David Carkeet
"David Carkeet is one of my favorite comic authors. I love his linguistic mystery, Double Negative, but the sequel, The Full Catastrophe, is even funnier."
"There's a guy named David Carkeet . . ."
"Anyone who doesn't laugh out loud at David Carkeet's writing needs to have their pulse checked."
--Carl Hiaasen
Six by Twain: Plays from Short Works of Mark Twain
These are short play adaptations (most running 10-12 minutes) of selected Mark Twain works. Six adaptations are currently in circulation; they are based on these works: "Buck Fanshaw's Funeral," "The McWilliamses and the Burglar Alarm," "Cannibalism in the Cars," Meisterschaft, "What Is Man?", and "The Man That Corrupted Hadleyburg" (a 50-minute play). Production history to date. See the New Play Exchange for more information.
Other Plays
The Real Househusbands of Vermont
A voiced introduction before the lights come up makes clear that this comic ten-minute play is a parody of the popular Bravo reality show “The Real Housewives of New York.” Here three old Vermonters, with mutual trust and unstated fondness for one another, amicably discuss how to resolve a boundary dispute. A son-in-law visiting from NYC is baffled by the rustic good will.

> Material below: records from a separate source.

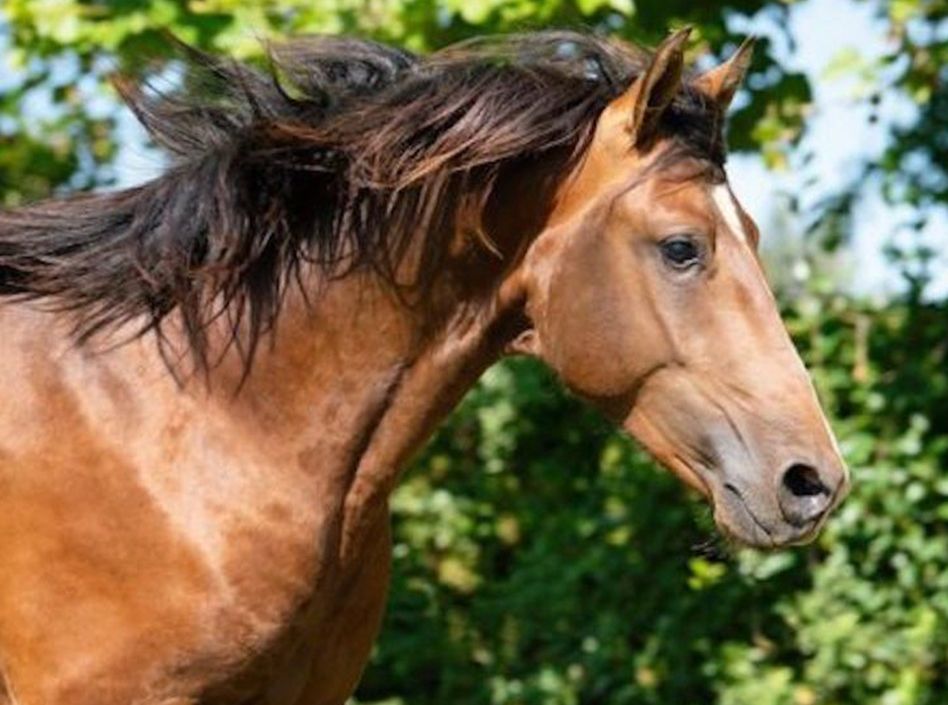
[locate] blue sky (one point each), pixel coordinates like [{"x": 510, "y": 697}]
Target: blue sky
[
  {"x": 841, "y": 137},
  {"x": 837, "y": 131}
]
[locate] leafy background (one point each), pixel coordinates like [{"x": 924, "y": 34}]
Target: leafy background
[{"x": 540, "y": 558}]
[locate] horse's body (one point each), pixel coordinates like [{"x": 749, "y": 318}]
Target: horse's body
[{"x": 174, "y": 540}]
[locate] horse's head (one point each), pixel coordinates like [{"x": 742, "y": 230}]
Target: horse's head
[{"x": 646, "y": 295}]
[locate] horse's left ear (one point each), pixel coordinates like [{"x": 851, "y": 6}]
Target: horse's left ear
[
  {"x": 639, "y": 109},
  {"x": 721, "y": 83}
]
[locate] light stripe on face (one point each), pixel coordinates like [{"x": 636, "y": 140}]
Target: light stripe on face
[{"x": 727, "y": 206}]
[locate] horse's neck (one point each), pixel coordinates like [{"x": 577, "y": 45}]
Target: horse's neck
[{"x": 351, "y": 386}]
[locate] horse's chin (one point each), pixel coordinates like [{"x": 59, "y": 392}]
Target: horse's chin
[{"x": 737, "y": 520}]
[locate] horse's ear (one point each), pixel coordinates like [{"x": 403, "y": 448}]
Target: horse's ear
[
  {"x": 648, "y": 96},
  {"x": 721, "y": 83}
]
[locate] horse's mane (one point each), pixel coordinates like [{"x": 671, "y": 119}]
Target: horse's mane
[{"x": 340, "y": 155}]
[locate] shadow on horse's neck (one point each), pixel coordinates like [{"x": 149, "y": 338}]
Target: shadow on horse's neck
[{"x": 358, "y": 379}]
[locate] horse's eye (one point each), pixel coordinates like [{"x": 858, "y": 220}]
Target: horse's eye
[{"x": 680, "y": 252}]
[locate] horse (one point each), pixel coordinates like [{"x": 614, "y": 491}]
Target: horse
[{"x": 213, "y": 379}]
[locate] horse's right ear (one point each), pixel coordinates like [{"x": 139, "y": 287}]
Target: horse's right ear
[{"x": 651, "y": 93}]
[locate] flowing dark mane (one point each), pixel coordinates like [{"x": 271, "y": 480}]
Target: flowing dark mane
[{"x": 341, "y": 155}]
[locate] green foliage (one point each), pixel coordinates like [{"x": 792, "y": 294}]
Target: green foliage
[{"x": 540, "y": 559}]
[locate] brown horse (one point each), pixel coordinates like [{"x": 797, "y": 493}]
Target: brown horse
[{"x": 212, "y": 380}]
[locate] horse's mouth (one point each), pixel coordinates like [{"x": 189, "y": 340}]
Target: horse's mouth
[{"x": 737, "y": 519}]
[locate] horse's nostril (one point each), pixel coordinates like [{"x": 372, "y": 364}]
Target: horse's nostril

Production history to date. See the New Play Exchange for more information.
Bio
David Carkeet is the author of six novels, Double Negative, The Greatest Slump of All Time, I Been There Before, The Full Catastrophe, The Error of Our Ways, and From Away; a comic memoir, Campus Sexpot; and two novels for young adults, The Silent Treatment and Quiver River. Essays in The New York Times Magazine, Smithsonian, The Village Voice, Salon, Poets and Writers, The Oxford American and The Guardian (UK). Honors: an O. Henry Award, an Edgar nomination, the Creative Nonfiction Award from the Association of Writers and Writing Programs, a National Endowment for the Arts fellowship, and the James D. Phelan Award from the San Francisco Foundation.
David was born and raised in Sonora, California. He attended college at U.C. Berkeley and U.C. Davis, followed by graduate school at the University of Wisconsin and Indiana University. For 30 years he taught linguistics and writing at the University of Missouri-St. Louis. He also directed the MFA program there and edited its literary journal, Natural Bridge. Since 2003, he and his wife, Barbara, have lived in Vermont. They have three daughters, Anne, Laurie, and Molly.